Tuesday, Mar. 30, 7 p.m. via Zoom.

Access the program using the Zoom link below!

Presenter: Dr. Martha S. Jones, Author; Historian; Professor, Johns Hopkins University

In the current moment, Black activism is central to the fight for social justice, and Black activists are central to that fight. Yet, when we talk about major political and social movements, such as the Civil Rights movement, most names that rise to the surface belong to men. And, when we discuss the story of women’s suffrage, that story is often seen from the perspective of White women. Nonetheless, women of color have fought for social justice since the earliest days of the republic. In this session of Community Class, a series for educators, students, and community members at large, we will help conclude Women’s History Month with stories of Black women activists, many with ties to North Carolina, who defied both racism and sexism to fight for the ballot.

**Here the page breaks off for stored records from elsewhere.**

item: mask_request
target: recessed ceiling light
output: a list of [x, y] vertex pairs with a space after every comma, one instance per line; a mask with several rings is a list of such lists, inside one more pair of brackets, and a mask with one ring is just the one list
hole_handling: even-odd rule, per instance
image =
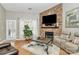
[[32, 8], [28, 8], [28, 10], [32, 10]]

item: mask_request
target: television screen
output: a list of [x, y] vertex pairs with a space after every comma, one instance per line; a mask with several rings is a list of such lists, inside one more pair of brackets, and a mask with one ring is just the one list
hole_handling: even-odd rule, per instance
[[43, 16], [42, 17], [43, 24], [53, 24], [53, 23], [56, 23], [56, 18], [57, 18], [56, 14]]

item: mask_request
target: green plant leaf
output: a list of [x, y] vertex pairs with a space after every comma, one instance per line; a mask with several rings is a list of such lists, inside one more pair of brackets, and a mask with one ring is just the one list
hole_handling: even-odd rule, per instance
[[30, 27], [28, 25], [24, 25], [24, 37], [28, 36], [32, 36], [32, 30], [30, 30]]

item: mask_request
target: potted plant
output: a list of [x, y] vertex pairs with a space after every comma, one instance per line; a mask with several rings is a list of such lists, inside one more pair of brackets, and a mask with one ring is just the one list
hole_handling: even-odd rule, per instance
[[28, 25], [24, 25], [24, 37], [28, 40], [32, 38], [32, 30], [29, 28]]

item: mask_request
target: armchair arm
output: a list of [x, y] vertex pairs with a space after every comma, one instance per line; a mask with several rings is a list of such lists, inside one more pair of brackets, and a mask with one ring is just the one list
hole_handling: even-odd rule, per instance
[[11, 46], [11, 44], [10, 43], [0, 44], [0, 49], [5, 48], [5, 47], [8, 47], [8, 46]]

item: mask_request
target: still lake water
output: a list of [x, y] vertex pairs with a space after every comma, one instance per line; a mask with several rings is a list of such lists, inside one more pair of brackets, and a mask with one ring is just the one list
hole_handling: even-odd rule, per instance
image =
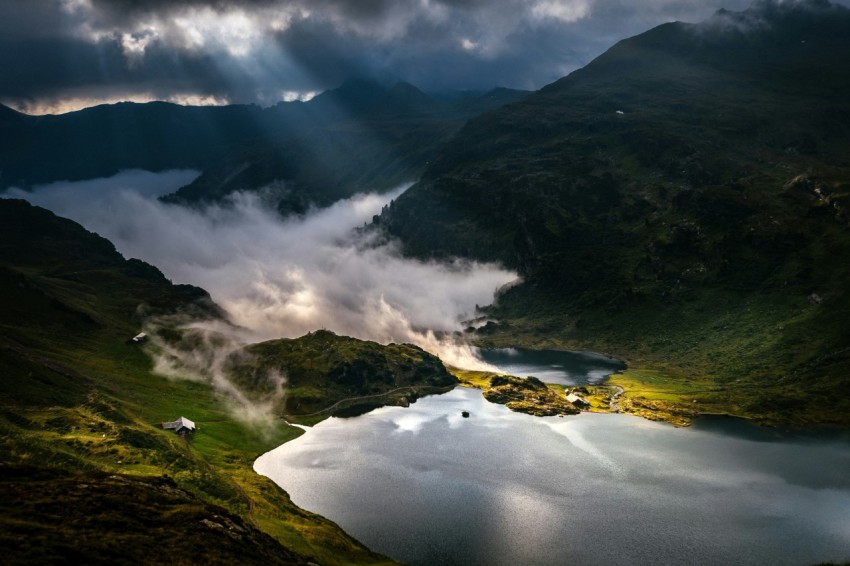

Jones is a past co-president of the Berkshire Conference of Women Historians, the oldest and largest association of women historians in the United States, and she sits on the executive board of the Society of American Historians. She is currently Society of Black Alumni Presidential Professor and professor of history at Johns Hopkins University. In addition to Vanguard (2020), which was selected as one of Time magazine’s 100 must-read books for 2020, Jones is author of Birthright Citizens: A History of Race and Rights in Antebellum America (2018), winner of the Organization of American Historians Liberty Legacy Award (best book in civil rights history), the American Historical Association Littleton-Griswold Prize (best book in American legal history), the American Society for Legal History John Phillip Reid book award (best book in Anglo-American legal history), and the Baltimore City Historical Society Scholars honor for 2020, and author of All Bound Up Together: The Woman Question in African American Public Culture 1830-1900 (2007); she is also a coeditor of Toward an Intellectual History of Black Women (2015), and has written for the New York Times, the Washington PostThe AtlanticUSA Today, and more.